11 Oktober 2016   17:31 Diperbarui: 11 Oktober 2016   17:45 111
+
Laporkan Konten
Laporkan Akun
Kompasiana adalah platform blog. Konten ini menjadi tanggung jawab bloger dan tidak mewakili pandangan redaksi Kompas.
Lihat foto
Saungd Udjo menjadi favorit wisatawan asing (kredit foto Irvan Sjafari)

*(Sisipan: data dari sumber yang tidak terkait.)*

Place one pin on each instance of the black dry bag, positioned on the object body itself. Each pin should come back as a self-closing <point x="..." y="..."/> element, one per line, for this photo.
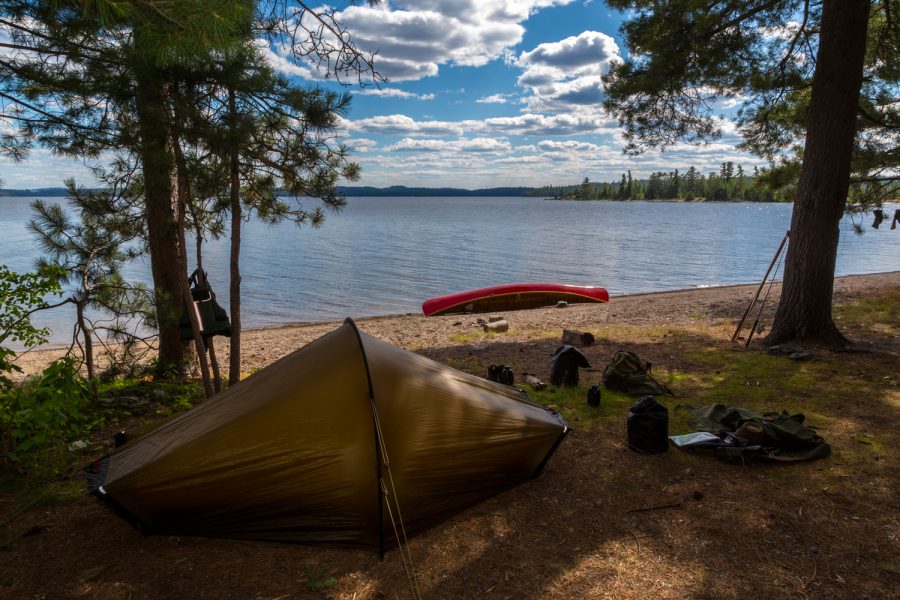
<point x="594" y="396"/>
<point x="648" y="426"/>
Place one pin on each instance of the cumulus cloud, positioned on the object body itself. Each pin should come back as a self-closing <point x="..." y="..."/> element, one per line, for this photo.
<point x="496" y="99"/>
<point x="413" y="38"/>
<point x="541" y="125"/>
<point x="566" y="74"/>
<point x="404" y="125"/>
<point x="393" y="93"/>
<point x="479" y="145"/>
<point x="525" y="124"/>
<point x="361" y="144"/>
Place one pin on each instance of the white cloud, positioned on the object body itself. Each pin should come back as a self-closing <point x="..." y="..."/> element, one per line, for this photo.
<point x="526" y="124"/>
<point x="403" y="125"/>
<point x="496" y="99"/>
<point x="541" y="125"/>
<point x="412" y="39"/>
<point x="361" y="144"/>
<point x="566" y="74"/>
<point x="393" y="93"/>
<point x="479" y="145"/>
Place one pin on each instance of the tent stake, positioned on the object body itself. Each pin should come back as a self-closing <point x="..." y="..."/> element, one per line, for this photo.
<point x="761" y="285"/>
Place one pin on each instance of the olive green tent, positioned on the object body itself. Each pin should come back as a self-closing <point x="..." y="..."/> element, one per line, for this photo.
<point x="333" y="444"/>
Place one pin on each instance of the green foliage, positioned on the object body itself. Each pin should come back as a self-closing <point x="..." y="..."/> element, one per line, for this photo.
<point x="21" y="295"/>
<point x="729" y="183"/>
<point x="687" y="56"/>
<point x="43" y="415"/>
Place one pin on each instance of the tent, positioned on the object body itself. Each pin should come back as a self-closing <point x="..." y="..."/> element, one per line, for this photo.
<point x="333" y="444"/>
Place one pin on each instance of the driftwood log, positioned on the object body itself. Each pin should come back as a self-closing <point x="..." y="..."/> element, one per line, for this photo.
<point x="496" y="326"/>
<point x="577" y="338"/>
<point x="535" y="383"/>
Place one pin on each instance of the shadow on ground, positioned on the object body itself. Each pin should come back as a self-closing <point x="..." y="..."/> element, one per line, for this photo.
<point x="821" y="529"/>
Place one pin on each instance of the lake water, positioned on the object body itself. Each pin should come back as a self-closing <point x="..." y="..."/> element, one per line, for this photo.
<point x="386" y="255"/>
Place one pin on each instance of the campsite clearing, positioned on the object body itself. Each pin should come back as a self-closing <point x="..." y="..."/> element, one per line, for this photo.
<point x="827" y="528"/>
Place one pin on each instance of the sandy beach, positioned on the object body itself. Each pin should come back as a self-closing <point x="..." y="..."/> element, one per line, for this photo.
<point x="454" y="337"/>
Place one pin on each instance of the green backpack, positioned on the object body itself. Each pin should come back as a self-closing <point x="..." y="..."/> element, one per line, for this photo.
<point x="629" y="373"/>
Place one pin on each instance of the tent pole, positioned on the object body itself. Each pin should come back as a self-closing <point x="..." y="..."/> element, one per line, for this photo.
<point x="762" y="283"/>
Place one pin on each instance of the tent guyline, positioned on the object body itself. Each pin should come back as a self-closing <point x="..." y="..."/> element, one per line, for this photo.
<point x="323" y="446"/>
<point x="384" y="463"/>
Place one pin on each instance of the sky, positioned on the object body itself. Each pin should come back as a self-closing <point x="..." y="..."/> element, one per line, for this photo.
<point x="479" y="93"/>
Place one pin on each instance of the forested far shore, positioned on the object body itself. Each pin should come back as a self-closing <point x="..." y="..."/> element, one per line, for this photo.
<point x="729" y="183"/>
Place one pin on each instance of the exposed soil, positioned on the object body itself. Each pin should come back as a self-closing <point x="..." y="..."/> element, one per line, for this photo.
<point x="827" y="529"/>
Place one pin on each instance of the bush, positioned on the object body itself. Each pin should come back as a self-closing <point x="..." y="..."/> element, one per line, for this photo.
<point x="39" y="418"/>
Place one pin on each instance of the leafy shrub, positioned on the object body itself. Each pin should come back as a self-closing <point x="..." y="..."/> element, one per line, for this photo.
<point x="21" y="295"/>
<point x="44" y="414"/>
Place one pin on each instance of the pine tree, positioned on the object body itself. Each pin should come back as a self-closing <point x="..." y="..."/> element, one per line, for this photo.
<point x="805" y="84"/>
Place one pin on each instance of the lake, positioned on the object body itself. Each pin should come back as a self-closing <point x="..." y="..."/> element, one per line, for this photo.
<point x="384" y="256"/>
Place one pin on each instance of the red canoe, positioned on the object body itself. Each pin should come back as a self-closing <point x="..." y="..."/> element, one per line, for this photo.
<point x="514" y="296"/>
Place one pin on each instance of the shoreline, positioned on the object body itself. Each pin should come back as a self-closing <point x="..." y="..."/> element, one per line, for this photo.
<point x="414" y="331"/>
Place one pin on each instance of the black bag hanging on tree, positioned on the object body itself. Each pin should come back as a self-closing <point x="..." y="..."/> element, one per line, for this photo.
<point x="648" y="426"/>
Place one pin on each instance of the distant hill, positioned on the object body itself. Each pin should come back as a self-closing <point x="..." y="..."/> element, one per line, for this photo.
<point x="396" y="190"/>
<point x="400" y="190"/>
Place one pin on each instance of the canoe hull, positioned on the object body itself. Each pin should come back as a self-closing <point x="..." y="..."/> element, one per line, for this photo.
<point x="517" y="296"/>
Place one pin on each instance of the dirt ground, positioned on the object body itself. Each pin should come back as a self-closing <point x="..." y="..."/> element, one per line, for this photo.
<point x="431" y="334"/>
<point x="827" y="529"/>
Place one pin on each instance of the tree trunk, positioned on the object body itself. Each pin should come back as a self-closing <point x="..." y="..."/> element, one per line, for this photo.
<point x="804" y="311"/>
<point x="162" y="228"/>
<point x="234" y="291"/>
<point x="88" y="340"/>
<point x="184" y="197"/>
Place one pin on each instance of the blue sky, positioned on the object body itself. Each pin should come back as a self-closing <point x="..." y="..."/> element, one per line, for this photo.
<point x="481" y="93"/>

Menurut BPS Kota Bandung pada 2011 jumlah kunjungan wisatawan mencapai 4.070.072. Dari jumlah itu masih didominasi wartawan domestik, yaitu 3.882.010 atau lebih dari 90% dan wisatawan asing hanya 194.062. Jumlah ini menurun pada 2012 sebanyak 158.848 wisatawan mancanegara dan 3.354.857 wisatawan nusantara, namun pada 2015 meningkat lagi menjadi 4.418. 781 wisatawan dan dari jumlah wisatawan aisng 176. 487.

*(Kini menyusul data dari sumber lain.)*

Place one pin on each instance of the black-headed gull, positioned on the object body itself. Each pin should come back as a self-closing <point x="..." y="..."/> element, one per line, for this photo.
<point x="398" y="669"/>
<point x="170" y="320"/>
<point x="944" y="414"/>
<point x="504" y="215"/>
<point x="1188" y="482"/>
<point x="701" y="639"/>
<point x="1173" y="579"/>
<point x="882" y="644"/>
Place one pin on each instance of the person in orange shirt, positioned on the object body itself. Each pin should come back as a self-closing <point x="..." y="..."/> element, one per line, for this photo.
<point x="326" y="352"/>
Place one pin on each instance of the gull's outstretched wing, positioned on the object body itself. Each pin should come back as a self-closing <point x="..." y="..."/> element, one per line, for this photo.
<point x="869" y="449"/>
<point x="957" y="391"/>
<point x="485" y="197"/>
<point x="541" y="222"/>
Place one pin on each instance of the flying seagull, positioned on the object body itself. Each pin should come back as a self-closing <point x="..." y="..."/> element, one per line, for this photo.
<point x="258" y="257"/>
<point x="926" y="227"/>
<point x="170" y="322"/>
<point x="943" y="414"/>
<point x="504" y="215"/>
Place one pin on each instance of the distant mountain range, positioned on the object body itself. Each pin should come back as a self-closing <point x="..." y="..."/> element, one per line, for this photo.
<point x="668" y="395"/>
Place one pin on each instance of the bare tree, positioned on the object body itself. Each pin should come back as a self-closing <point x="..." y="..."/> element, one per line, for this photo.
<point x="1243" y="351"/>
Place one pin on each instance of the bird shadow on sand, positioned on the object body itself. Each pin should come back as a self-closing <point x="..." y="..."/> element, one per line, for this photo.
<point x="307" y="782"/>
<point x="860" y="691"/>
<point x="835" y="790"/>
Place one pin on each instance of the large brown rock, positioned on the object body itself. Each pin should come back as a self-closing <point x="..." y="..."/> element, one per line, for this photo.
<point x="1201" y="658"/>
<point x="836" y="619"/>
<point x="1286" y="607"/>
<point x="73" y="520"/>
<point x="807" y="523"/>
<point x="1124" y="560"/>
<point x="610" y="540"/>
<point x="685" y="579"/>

Yang menarik ialah destinasi yang dipilih wisatawan domestik dan wistawan lokal berbeda. Kalau wistawan lokal lebih memilih obyek seperti kebun bintang , museum geologi, maka wisatawan asing menyukai mengunjungi Saung Udjo di kawasan Padasuka yaitu sebanyak 18.675 pengunjung dan sebagian lagi wisata nostalgia seperti mengunjungi bangunan heritageseperti museum Konferensi Asia Afrika, 5.623 pengunjung.

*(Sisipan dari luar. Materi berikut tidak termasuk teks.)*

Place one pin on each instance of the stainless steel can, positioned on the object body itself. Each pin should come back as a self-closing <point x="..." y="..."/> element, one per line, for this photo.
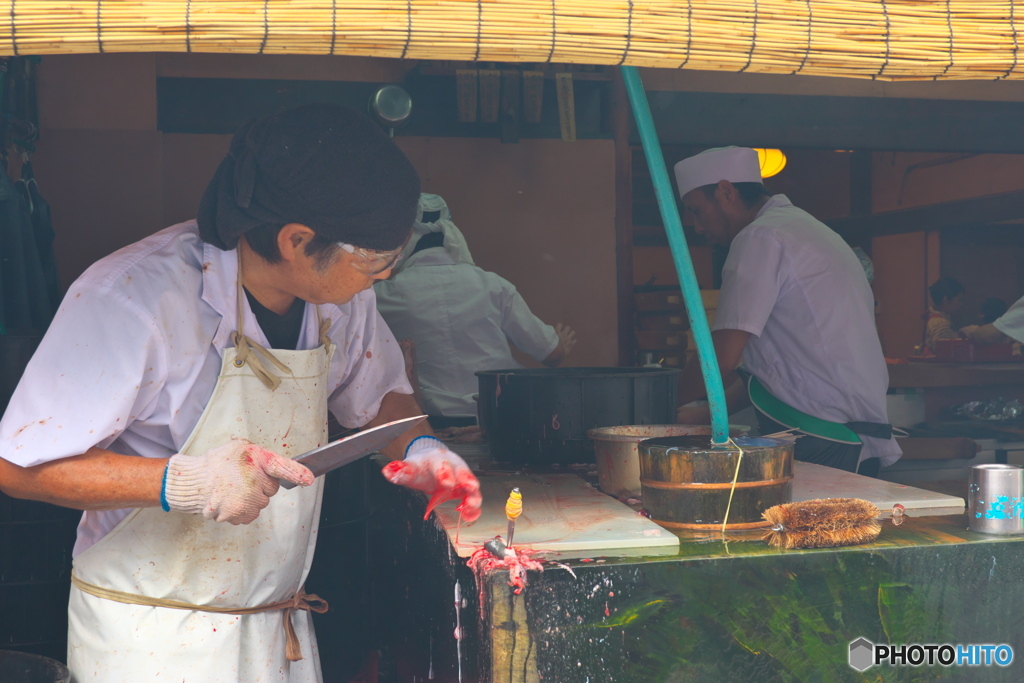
<point x="995" y="499"/>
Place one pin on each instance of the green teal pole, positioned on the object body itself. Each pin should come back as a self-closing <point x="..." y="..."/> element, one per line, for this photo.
<point x="680" y="254"/>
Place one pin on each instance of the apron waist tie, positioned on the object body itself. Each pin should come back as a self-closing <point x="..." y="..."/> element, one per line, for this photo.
<point x="301" y="600"/>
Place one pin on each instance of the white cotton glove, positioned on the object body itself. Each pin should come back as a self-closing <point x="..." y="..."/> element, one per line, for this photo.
<point x="229" y="483"/>
<point x="429" y="466"/>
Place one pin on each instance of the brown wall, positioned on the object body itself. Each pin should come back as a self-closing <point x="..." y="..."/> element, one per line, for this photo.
<point x="540" y="213"/>
<point x="905" y="265"/>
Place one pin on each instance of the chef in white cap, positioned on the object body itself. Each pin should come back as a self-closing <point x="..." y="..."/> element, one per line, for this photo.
<point x="796" y="311"/>
<point x="460" y="317"/>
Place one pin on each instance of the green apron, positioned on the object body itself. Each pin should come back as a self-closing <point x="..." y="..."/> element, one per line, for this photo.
<point x="791" y="418"/>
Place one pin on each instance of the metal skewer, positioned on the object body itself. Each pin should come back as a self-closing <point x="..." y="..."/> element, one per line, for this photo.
<point x="513" y="508"/>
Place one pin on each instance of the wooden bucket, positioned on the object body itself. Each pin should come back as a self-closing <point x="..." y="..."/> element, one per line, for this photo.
<point x="685" y="483"/>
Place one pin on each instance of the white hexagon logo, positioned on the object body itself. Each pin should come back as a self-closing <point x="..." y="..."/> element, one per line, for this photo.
<point x="861" y="654"/>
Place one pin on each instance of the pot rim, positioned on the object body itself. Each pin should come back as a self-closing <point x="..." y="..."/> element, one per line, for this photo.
<point x="607" y="433"/>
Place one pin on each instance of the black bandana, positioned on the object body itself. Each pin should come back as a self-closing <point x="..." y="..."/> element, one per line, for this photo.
<point x="325" y="166"/>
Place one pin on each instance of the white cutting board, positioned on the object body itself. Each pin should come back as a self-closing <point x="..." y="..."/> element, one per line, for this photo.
<point x="811" y="481"/>
<point x="561" y="513"/>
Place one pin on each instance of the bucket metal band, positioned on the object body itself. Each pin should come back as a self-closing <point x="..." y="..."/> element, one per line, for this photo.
<point x="713" y="485"/>
<point x="711" y="527"/>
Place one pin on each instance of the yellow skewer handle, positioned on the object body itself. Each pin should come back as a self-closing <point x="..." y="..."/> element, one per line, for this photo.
<point x="513" y="507"/>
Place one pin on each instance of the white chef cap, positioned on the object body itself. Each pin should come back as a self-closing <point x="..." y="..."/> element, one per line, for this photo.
<point x="711" y="166"/>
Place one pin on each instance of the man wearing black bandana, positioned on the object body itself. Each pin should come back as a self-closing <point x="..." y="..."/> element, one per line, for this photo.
<point x="181" y="375"/>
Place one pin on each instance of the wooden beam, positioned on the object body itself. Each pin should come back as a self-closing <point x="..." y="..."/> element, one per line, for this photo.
<point x="620" y="105"/>
<point x="973" y="211"/>
<point x="712" y="119"/>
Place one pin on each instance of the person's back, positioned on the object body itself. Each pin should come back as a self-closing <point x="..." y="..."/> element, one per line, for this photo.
<point x="462" y="319"/>
<point x="822" y="318"/>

Munculnya Saung Udjo tidak terlalu mengejutkan, karena konsepnya menyajikan hiburan yang beda bagi turis asing. Saya pernah mengunjungi Saung Udjo, Mei 2014 yang silam melihat sendiri bagaimana para turis menikmati pertunjukkan. Mereka berkumpul di pendopo utama dan di sana sudah ada Dirijen, waktu itu Yayan Mulyana, putra keenam dari Mand Udjo (pendiri Saung angklung). Saya menyaksikan belasan pemain angklung didukung pemain drum dan tabuhan mampu mempertunjukkan lagu “Can’t Take my Eyes off of You” dari Andi William, yang hits tahun 1960-an hingga lagu “Halo-Halo Bandung”. Di akhir pertunjukkan puluhan anak-anak menyerbu arena dan mengajak para tamu menari bersama. Penutup yang manis karena terasa begitu humanis, para turis asing itu tampak tersentuh dengan wajah polos anak-anak.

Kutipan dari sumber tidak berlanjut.